“Trabajar en este gobierno fue hacerlo con miedo, con la incertidumbre de ser despedido por un tipo caprichoso, inseguro y visceral”. Con esta frase demoledora, la extrabajadora del Gobierno del Estado, Lorena Morán, resume lo que describe como el ambiente tóxico, precario y profundamente clientelar que se vive dentro de la administración encabezada por Ricardo Gallardo Cardona.
A sus 28 años de servicio, asegura que nunca pensó en jubilarse tan pronto. “Mi idea era seguir más tiempo, me sentía y me siento joven, pero no podía quedarme cargando la vergüenza de ser parte de la ‘pollardía’. Fue un mal necesario… pero lo logré”. La trabajadora relata que su decisión de retirarse anticipadamente fue menos una elección libre que un acto de supervivencia burocrática: fingir lealtad, disfrazarse de “verde” para no perder su antigüedad ni sus derechos laborales.
En su testimonio, la extrabajadora pinta un retrato implacable del modus operandi oficial: una administración volátil donde “hoy estás y mañana ya no”, y donde la simulación política es vista como estrategia de protección personal. “Simular que eres verde para salvar tu antigüedad no es traición: es inteligencia”, sentencia con ironía.
Sus palabras también denuncian el cinismo de un gobierno que presume ruptura con el pasado pero se nutre de los mismos cuadros a los que llama “maldita herencia”. “Los verdes NO son izquierda. Los verdes tienen a todos los que ellos llaman ‘maldita herencia’ adentro del Gobierno del Estado, comen en el mismo plato del que tanto reniegan, un día sí y al siguiente también…”, subraya con mordacidad.

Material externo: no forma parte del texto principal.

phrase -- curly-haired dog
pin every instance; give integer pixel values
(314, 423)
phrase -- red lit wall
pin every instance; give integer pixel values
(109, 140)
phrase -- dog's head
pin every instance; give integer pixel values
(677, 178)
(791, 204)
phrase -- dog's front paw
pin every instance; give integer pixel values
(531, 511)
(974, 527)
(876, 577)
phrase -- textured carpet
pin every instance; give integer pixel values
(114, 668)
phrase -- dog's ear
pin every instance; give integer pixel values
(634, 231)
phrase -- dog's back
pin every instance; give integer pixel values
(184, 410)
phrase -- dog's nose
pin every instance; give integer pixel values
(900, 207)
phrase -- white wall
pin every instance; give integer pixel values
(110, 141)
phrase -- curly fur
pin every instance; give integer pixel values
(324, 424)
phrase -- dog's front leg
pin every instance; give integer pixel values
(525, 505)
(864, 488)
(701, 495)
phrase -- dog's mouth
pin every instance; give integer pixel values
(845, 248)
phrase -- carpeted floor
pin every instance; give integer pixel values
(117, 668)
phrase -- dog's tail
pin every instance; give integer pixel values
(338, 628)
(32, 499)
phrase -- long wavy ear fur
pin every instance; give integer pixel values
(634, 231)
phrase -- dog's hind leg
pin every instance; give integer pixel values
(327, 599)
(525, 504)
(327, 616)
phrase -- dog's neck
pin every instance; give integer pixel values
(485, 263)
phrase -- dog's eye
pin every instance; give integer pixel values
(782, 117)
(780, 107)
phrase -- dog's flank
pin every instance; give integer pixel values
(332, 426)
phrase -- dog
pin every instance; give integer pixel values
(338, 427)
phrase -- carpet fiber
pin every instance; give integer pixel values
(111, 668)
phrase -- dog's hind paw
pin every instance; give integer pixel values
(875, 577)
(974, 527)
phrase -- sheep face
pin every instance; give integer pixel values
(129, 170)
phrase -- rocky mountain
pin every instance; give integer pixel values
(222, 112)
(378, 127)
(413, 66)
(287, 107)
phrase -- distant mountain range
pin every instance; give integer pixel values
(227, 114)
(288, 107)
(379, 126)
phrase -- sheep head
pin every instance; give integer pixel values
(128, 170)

El relato también revela la presión constante para demostrar fidelidad política, incluso con gestos públicos triviales —posar con una gorra, una camiseta verde, tomarse la foto con el gobernador— que podían significar la diferencia entre conservar o perder el trabajo. El costo personal fue alto: lluvia de críticas, juicios de conocidos y desconocidos por haber “negociado” con la foto. Pero para ella, era un acto de autodefensa laboral.
“No tenemos por qué perder nuestros derechos laborales. Es válido engañar a la ‘pollardía’ si eso garantiza tu futuro. Porque esto no es una empresa privada, y nosotros no éramos sus obreros. A mí no me pagó el Pollo de su bolsillo: me pagó el Estado durante 28 años.”

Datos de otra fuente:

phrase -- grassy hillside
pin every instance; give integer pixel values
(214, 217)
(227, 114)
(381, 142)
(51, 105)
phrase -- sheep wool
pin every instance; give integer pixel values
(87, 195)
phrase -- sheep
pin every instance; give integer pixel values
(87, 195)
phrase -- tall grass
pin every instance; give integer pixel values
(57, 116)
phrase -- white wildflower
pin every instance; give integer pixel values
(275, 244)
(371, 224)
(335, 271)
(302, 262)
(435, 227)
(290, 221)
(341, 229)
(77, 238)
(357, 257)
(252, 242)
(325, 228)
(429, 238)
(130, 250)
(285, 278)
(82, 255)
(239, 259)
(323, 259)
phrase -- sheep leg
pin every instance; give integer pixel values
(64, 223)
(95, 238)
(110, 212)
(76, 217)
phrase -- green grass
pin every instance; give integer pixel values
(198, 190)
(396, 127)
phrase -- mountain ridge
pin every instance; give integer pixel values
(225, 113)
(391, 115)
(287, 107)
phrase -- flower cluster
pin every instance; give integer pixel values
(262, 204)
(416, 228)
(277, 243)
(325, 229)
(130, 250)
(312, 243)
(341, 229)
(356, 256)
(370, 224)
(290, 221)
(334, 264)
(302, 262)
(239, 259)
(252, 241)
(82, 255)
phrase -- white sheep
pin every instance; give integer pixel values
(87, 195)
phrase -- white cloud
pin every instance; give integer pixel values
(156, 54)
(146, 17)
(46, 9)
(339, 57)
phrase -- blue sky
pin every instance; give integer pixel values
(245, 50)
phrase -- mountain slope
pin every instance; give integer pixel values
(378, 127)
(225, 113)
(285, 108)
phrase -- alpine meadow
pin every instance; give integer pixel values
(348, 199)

La trabajadora reconoce haber conocido también personas valiosas y trabajadoras dentro de la administración actual —una especie de “no todo está podrido”— pero no duda en calificar el entorno como un gobierno de miedo y sumisión.

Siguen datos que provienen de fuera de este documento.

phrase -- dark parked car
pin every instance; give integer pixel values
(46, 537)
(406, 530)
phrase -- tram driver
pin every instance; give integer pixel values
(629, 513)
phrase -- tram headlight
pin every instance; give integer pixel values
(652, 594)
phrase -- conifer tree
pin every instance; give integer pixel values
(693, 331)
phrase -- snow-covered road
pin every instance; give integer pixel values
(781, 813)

El trasfondo es más amplio y preocupante: un sistema de lealtades forzadas, despidos injustificados y simulación política obligada para garantizar la estabilidad laboral de servidores públicos. El Estado convertido en botín electoral y los trabajadores reducidos a fichas de clientelismo, obligados a aplaudir para sobrevivir.
Ella misma advierte que este régimen, por más que aspire a perpetuarse, no será eterno: “No hay mal que dure cien años, y este… no va a llegar a 18 como pretende.”
Finalmente, su jubilación es descrita como victoria amarga, pero victoria al fin. “Este reconocimiento no es un halago inmerecido: me lo gané a pulso. Trabajé incansablemente y me comprometí con mi chamba. Salí victoriosa”.
El testimonio revela no solo el costo personal de sobrevivir en la burocracia estatal, sino las condiciones estructurales que perpetúan la sumisión, el miedo y la simulación como moneda de cambio en la política potosina. Una postal de realismo crudo —y nada mágico— sobre la naturaleza del poder local.